Graceful Shutdown β€” Lecture Notes


1. What is Graceful Shutdown?

The problem: A server restart is triggered mid-deployment. At that exact moment, your backend may be processing active requests β€” including payment transactions, database writes, or file uploads. What happens to those?

The answer: Graceful shutdown β€” the practice of stopping a backend application in an orderly way rather than abruptly killing it.

Analogy: When a restaurant closes, staff don’t turn off the lights and push customers out. They stop seating new customers, let existing ones finish their meals, then clean up and close. Same principle applies to backend servers.

Why it matters:

  • Prevents incomplete transactions (double charges, lost orders)
  • Avoids data corruption from interrupted DB writes
  • Prevents deadlocks from uncommitted transactions
  • Ensures a good user experience during deployments

2. Process Lifecycle

Every application runs as a process inside an operating system. Like living things, processes have a lifecycle:

Born     β†’ process starts
Lives    β†’ process executes
Dies     β†’ process terminates

When the OS needs to stop a process, it doesn’t just β€œpull the plug.” It follows an established communication protocol using signals.


3. Unix Signals

Signals are the OS mechanism for inter-process communication (IPC). Your application registers signal handlers β€” code that waits and listens for these signals and responds appropriately.

3.1 SIGTERM β€” The Polite Request

Signal: SIGTERM (Signal + Terminate)
Origin: Deployment systems, process managers (Kubernetes, PM2, systemd)
Meaning: "Please finish up and shut down cleanly"
  • Sent programmatically by deployment tools, orchestration platforms
  • Application can catch and handle it
  • Gives the application time to complete in-flight work
  • The standard way production deployments stop services

Response: finish existing requests β†’ clean up resources β†’ exit


3.2 SIGINT β€” The Developer Interrupt

Signal: SIGINT (Signal + Interrupt)
Origin: Developer pressing Ctrl+C in the terminal
Meaning: "User-initiated shutdown"
  • Requires a human key press β€” primarily used in development
  • Application can catch and handle it
  • Should be handled identically to SIGTERM

Whether it’s a developer pressing Ctrl+C or Kubernetes sending SIGTERM, the intention is the same: shut down cleanly. Handle both signals with the same graceful shutdown logic.
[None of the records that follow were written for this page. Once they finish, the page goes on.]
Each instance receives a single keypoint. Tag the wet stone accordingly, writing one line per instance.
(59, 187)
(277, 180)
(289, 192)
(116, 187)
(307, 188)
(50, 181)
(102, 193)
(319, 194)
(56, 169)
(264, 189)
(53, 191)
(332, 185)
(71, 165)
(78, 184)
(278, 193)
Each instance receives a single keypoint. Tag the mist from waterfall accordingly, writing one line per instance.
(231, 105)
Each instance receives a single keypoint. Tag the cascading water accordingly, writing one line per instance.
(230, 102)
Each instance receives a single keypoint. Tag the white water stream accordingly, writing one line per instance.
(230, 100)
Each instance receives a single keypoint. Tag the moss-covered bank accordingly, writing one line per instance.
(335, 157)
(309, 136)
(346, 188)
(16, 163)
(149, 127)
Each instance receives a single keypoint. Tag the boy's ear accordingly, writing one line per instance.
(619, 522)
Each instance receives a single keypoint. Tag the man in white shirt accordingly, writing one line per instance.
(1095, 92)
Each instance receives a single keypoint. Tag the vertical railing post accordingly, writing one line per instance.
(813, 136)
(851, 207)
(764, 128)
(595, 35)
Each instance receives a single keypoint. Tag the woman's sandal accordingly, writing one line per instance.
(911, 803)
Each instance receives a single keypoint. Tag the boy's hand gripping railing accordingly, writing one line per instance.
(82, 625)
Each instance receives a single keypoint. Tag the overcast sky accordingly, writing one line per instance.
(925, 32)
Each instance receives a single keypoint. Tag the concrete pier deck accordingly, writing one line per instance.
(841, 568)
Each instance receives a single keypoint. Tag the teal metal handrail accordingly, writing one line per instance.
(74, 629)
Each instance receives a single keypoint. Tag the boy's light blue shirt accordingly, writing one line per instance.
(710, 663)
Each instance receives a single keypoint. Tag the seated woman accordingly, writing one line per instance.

3.3 SIGKILL β€” The Nuclear Option

Signal: SIGKILL (Signal + Kill)
Origin: OS, or manual kill -9
Meaning: "Stop immediately, no exceptions"
  • Application cannot catch it
  • Application cannot ignore it
  • Process is terminated instantly β€” no cleanup, no finishing in-flight work
  • Equivalent to pulling the power plug

If you don’t respond to SIGTERM within the timeout window, the OS escalates to SIGKILL. This is why handling SIGTERM gracefully is critical β€” it’s your last chance to clean up.


4. Graceful Shutdown in Two Steps

Step 1: Connection Draining

Stop accepting new work, finish existing work.

SIGTERM received
       ↓
Stop accepting new connections/requests
       ↓
Allow in-flight requests to complete
       ↓
Proceed to resource cleanup

The restaurant analogy:

  1. Close the front door β€” stop seating new customers
  2. Announce last call β€” let existing customers finish
  3. Once everyone leaves β€” clean up and close

By application type:

ApplicationConnection Draining Behavior
HTTP serverStop accepting new HTTP requests; let active requests complete
DatabaseFinish active queries/transactions; stop new ones
WebSocket serverNotify connected clients of closure; close sockets
Background job workerFinish current task; stop picking up new tasks

The Timeout Problem

You can’t wait forever. Most systems set a graceful shutdown timeout (commonly 30 seconds):

SIGTERM
  ↓
Start draining connections
  ↓
Wait up to 30 seconds for in-flight work to finish
  ↓
If still running after timeout β†’ force stop (SIGKILL behavior)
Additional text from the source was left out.